Unveiled: New masterplan drawn up for the future of High Town

Plans for two public squares and up to 750 new homes have been laid out in a bold vision for the future of High Town.

Wednesday, 30th March 2016, 8:00 am
Updated Thursday, 31st March 2016, 10:46 am
High Town Road sits at the core of a masterplan for the ward

A newly-updated masterplan for the ward details proposals to transform the car park on High Town Road into a open space large enough to host festivals, markets, exhibitions and other cultural events.

A currently under-utilised slot of land on Welbeck Road is also being eyed as a smaller public square, while loose plans for up to 750 new homes are also in the works.

The masterplan – commissioned by Luton Borough Council and drawn up by architecture firm BDP – is now in its final stages but is set to come under further scrutiny during a six week public consultation.

If successful the plan will then be adopted by the council as a supplementary planning document, which will compliment the town’s Local Plan.

In a report on the masterplan, LBC officer David Carter states that recent activity in High Town suggests that the ward “could be on the cusp of a significant wave of developer activity”.

The plan could both stimulate further growth and have ‘significant’ influence on external investment in the ward, Mr Carter adds.

Speaking to the Luton News LBC’s portfolio holder for housing, Cllr Tom Shaw, said: “With the station there is no reason why it can’t be one of the most important parts of Luton, a destination that people want to go to.
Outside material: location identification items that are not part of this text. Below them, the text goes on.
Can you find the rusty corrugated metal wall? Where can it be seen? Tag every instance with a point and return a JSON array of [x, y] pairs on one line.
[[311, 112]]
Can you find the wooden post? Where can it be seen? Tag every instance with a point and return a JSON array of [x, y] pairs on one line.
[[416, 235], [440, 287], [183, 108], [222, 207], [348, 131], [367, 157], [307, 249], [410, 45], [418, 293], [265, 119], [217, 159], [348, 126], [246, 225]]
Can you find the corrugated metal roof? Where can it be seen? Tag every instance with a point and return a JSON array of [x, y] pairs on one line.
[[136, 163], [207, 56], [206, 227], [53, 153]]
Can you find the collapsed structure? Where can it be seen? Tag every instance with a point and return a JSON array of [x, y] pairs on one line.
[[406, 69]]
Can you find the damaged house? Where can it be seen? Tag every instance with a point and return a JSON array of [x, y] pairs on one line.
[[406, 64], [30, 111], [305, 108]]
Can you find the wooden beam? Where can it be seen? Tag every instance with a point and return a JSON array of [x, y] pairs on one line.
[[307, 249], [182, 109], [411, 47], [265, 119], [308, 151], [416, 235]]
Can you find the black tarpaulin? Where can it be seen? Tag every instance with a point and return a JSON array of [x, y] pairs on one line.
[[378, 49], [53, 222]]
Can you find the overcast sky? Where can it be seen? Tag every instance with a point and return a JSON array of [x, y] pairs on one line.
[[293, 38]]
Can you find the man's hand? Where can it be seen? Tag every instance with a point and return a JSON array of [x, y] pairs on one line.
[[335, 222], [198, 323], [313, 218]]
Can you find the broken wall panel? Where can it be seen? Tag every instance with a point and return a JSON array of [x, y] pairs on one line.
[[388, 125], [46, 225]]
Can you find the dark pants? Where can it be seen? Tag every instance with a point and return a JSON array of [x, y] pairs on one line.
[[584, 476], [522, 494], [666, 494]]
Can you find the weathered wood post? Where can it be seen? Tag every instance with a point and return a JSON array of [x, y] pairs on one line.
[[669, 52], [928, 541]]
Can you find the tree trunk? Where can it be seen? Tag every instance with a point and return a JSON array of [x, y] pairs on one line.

“We have spent the last 18 months working on it and it can only be good for High Town.

“The area has had one or two plans in the past but this one is doable over a period of time and just needs everyone working together.

“The public consultation is an important part of that.”

Cllr Shaw added: “Two years ago we sat down with people from Derby for a roundtable discussion and what came out of it was them describing how they went a different way by putting together a complete neighbourhood plan for an area.

“When they described the area we instantly thought about High Town as it was behind a train station, had Victorian houses, factory units, as well as newer buildings.

“We thought, if they can do it why can’t we?”

BDP’s masterplan lists nine key development sites across High Town, which planners say could yield 598 residential units (187 homes and 411 apartments).

The majority of this figure comes from six sub plots around Midland Road which would give enough space for 47 houses and 189 apartments.

The plan also suggests that though it is a ‘fragmented’ site, Brunswick Street is another road could sustain large residential developments totalling 25 houses and 104 apartments.

At present much of High Town’s ‘East Village’ is made up of industrial units and if the masterplan is recognised poorly performing employment accommodation in the area will be ‘displaced’.

The masterplan acknowledges that this may cause problems as “some owners will seek unrealistically high values for their land, extinguishment payments for the closure of their business and others will fight redevelopment plans.”

The document will be discussed at a meeting of LBC’s executive committee on Monday night, when councillors will also consider setting up a delivery group “to provide the momentum to ensure effective implementation” of the masterplan.